Do you remember the last time you felt normal? How long did your new health changes become normal for you?
I remember the time that I felt normal, it was when I was 9. But don't remember what it's like to feel normal, no recollection...I imagine it would be no pain, eating wouldn't be bothersome, butt burn wouldn't exist but those are just speculations, not memories. Perhaps if I hadn't been so young when my life changed I'd be able to remember. But that's the thing, I don't remember much of anything from before my health changed. I have a few memories of events and people, but not many and they're more like flashes. So it makes sense that I wouldn't be able to remember feelings and sensations.
Trying to remember what normal is makes me wonder how long it took for my current health to become the norm for me. I'm further drawn to this wonderment as I've been dealing with neck pain from a bulging disc, muscle weakness and a joint issue for the last 4 months. The pain from the disc (which has since cleared) and the remaining muscle and joint issues hit me much, much harder than I would have ever expected. I've been experiencing pain daily in my neck. Now, I'm accustomed to my daily stomach pain. But this neck pain, I can't imagine becoming accustomed to. The neck pain varied greatly from dull to sharp, coming and going unpredictably without warning. The constant gnawing and unpredictability left me in bouts of depression and frustration, crying daily for periods of time. I kept asking myself how in the world did my stomach pain and related symptoms ever become normal for me!? How long did it take and how long would the neck pain take to become normal for me. I was dumbfounded. I don't remember depression and anger over the stomach symptoms, that was directed toward the ileostomy and my medical providers. It's quite possible I was depressed by my health symptoms too, but that's not what I recall in those blurry memories.

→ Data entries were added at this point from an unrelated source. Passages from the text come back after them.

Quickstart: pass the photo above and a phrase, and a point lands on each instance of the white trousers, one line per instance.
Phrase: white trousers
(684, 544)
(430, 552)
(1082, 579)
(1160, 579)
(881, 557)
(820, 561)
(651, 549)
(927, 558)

I don't think I can fairly say that the ileostomy was ever normal for me, as I've addressed before I never accepted the ostomy but my physical feelings I did come to accept at some point. I don't think twice about having stomach pain or other bothersome symptoms anymore. They're an inconvenience and annoying but I expect them. I know certain foods will exacerbate my symptoms and yet I also know that I also can't accurately predict my symptoms at the same time. And although I don't prefer to feel sick the majority of the time, I'm oddly okay with it at this point. I don't usually feel frustrated or downhearted by it, this is my life. There's no way around it. Now how sad is that!? How long does this attitude take to develop, to be beaten into everyday reality and acceptance without hesitation or rebuttal? I'd like to know how long this process took to wear me down to such an apathetic view. Is that what true acceptance is? I'm not sure and yet I remain unmoved to rebel, I utterly accept that this is my life and at this point, I know no difference. Either way, I've found a way to cope with the daily struggles and I'm grateful for that. Because the daily struggle of my neck is completely wearing and draining. The last 4 months have been the worst months I've spent in a very long time.
And to think, a muscle, joint and disc issue is what brought me to my knees emotionally after such a long physical and emotional fight with my FAP that I feel I had overcome 6-7 years ago as my health stabilized. Perhaps that's it, with my health stabilized for such a period, I've become unaccustomed to coping with additional health issues. I was no longer fighting daily extremely bothersome symptoms but instead was enjoying the gradual decline and eventual plateau of my health symptoms rather than the ongoing valleys I experienced for several years.
This is similar to a previous discussion of my difficulty to willingly subject myself to medical tests and procedures now, I've had a sense of freedom from the rigorous course of tests we often are subjected to. I've broken free for the time being and emotionally I can't make myself go back there, whereas previously I was stuck there...what was another test, I was already emotionally raw without anytime to retreat into a post battle wound licking or recovery. But I have now for 7 years, I've been free from the constant barrage of medical harassment. My coping has suffered as such, I'm at a fairly peaceful place in my life and I'll go back to the medical nightmares kicking and screaming before I accept those again as normal.